En vertu de la théorie prétorienne des « erreurs comptables délibérées », de telles erreurs volontaires sont opposables au contribuable qui doit en supporter les conséquences fiscales, sans pouvoir les rectifier. En revanche, elles peuvent être remises en cause par l’administration (voir notamment CE, 12 mai 1997, n° 160777, SARL Intraco).
Le Conseil d’État a toutefois tempéré cette position en jugeant qu'une erreur comptable, qu’elle soit délibérée ou non, ne peut fonder un redressement fiscal lorsqu’elle n'entraîne pas de variation de l'actif net de la société (CE, 25 mars 2013, n° 355035, Sté Merlett France). Cette décision avait été rendue dans l’hypothèse d’une erreur qui avait seulement affecté par compensation deux comptes de passif enregistrant une même créance d’un même tiers et n’avait pas eu pour conséquence d’augmenter l’actif net de la société.

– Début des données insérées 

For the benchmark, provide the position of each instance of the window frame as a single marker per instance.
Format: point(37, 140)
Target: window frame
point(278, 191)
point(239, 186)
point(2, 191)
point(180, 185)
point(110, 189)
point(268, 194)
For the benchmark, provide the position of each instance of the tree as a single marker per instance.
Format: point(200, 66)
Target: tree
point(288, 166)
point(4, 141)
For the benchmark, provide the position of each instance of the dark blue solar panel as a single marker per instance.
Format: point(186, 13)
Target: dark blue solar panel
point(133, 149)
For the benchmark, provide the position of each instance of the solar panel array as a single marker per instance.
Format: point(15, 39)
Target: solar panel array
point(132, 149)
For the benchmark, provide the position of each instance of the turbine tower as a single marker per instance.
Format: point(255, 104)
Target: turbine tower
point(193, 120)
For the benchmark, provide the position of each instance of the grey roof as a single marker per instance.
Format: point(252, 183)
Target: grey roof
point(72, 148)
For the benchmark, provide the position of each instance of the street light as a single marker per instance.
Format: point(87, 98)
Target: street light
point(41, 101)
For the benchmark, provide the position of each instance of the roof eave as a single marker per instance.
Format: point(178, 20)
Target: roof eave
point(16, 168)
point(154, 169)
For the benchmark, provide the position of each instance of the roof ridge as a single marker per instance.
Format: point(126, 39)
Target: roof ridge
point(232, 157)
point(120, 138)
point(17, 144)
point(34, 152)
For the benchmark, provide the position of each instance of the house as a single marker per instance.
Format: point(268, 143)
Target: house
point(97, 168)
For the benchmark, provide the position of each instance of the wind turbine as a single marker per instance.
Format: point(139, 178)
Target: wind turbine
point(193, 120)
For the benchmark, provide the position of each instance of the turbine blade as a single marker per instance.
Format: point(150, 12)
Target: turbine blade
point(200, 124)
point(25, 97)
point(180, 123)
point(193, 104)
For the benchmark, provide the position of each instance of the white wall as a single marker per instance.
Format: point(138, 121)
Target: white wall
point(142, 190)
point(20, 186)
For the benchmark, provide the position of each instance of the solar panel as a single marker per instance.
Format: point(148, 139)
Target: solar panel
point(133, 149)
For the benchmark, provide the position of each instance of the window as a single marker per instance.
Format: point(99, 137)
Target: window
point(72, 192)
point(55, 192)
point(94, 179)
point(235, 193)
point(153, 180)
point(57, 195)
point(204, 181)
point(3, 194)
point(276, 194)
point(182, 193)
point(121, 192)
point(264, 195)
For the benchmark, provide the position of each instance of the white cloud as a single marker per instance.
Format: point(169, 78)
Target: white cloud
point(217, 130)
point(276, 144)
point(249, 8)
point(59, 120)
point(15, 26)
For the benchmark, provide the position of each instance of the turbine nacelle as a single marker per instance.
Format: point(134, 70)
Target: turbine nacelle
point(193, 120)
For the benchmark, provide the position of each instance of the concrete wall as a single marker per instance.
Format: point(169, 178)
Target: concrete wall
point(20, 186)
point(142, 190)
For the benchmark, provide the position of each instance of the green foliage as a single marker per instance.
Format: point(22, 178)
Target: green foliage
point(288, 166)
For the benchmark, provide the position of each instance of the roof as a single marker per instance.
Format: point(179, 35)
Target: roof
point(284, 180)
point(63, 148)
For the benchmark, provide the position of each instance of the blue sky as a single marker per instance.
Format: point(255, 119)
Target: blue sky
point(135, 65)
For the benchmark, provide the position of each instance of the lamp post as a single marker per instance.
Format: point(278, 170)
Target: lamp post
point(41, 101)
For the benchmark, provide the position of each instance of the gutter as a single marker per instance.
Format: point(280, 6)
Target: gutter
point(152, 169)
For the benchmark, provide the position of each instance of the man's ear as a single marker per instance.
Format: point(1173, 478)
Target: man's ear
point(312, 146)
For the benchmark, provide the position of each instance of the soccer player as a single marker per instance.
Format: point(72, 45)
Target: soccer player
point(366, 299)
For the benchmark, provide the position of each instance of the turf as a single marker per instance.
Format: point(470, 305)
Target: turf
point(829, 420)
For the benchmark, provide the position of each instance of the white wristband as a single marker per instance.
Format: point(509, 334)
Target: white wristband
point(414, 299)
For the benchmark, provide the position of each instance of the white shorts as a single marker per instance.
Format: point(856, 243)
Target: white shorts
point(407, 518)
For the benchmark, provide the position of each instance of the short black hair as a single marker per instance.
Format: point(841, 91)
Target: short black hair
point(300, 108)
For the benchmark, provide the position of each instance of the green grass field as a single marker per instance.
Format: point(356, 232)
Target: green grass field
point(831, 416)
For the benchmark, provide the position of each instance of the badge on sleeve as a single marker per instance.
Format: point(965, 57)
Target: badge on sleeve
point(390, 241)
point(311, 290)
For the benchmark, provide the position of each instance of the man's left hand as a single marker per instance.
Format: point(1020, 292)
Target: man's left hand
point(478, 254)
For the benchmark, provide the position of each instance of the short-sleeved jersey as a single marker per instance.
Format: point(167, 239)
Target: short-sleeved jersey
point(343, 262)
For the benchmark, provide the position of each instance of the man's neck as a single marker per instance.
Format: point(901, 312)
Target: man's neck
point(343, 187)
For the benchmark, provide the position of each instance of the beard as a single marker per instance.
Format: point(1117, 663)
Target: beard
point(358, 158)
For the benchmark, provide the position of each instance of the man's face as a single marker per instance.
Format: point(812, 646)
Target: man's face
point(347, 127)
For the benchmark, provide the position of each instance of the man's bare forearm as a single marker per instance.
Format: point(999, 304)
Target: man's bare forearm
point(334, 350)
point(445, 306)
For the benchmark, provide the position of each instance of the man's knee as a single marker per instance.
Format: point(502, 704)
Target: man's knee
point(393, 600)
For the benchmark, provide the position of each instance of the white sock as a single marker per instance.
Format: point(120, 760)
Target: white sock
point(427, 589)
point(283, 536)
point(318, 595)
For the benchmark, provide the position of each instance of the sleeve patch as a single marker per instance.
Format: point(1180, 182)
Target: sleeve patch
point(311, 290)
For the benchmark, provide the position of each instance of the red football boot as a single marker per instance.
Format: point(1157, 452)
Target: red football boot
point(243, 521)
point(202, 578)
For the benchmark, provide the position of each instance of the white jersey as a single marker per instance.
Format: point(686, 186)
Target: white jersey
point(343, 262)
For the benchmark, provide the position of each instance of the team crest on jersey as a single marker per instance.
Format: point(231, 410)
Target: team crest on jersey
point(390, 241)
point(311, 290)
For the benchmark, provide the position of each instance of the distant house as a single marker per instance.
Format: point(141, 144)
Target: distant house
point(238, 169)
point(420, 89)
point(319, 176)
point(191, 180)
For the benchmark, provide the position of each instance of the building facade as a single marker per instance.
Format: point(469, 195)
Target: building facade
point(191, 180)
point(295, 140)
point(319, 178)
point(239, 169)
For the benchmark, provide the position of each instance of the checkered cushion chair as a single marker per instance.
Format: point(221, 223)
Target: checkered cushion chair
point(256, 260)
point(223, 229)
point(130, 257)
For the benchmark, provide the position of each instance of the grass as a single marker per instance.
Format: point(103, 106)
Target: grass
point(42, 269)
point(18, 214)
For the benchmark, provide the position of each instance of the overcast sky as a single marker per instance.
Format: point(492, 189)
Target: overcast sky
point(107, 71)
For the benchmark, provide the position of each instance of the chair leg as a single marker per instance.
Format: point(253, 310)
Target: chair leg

Dans l'affaire ici jugée, les faits étaient les suivants : au cours d’une vérification de comptabilité, l’administration fiscale a constaté qu’une entreprise avait comptabilisé au passif de son bilan, une dette vis-à-vis d’un de ses associés correspondant à une avance consentie pour l’acquisition d’un ensemble immobilier, alors que cet associé ne lui avait pas avancé cette somme, et a réintégré dans son bénéfice imposable, sur le fondement de l’article 38, 2 du CGI, ce passif qu’elle a regardé comme injustifié.
Pour faire échec à ce redressement, la société se prévalait du fait que l’avance en cause lui avait bien été consentie, mais par un autre associé – qui souhaitait dissimuler l’origine des fonds, provenant d’un compte bancaire suisse non déclaré – et qu’elle correspondait ainsi à un passif justifié dont seule la désignation comptable du titulaire aurait été erronée.
La Cour administrative d’appel de Paris avait considéré dans son arrêt du 7 décembre 2022 qu’une telle hypothèse ne relevait en tout état de cause pas de l’erreur comptable involontaire, donc rectifiable, et que la société ne pouvait dès lors pas en demander la rectification.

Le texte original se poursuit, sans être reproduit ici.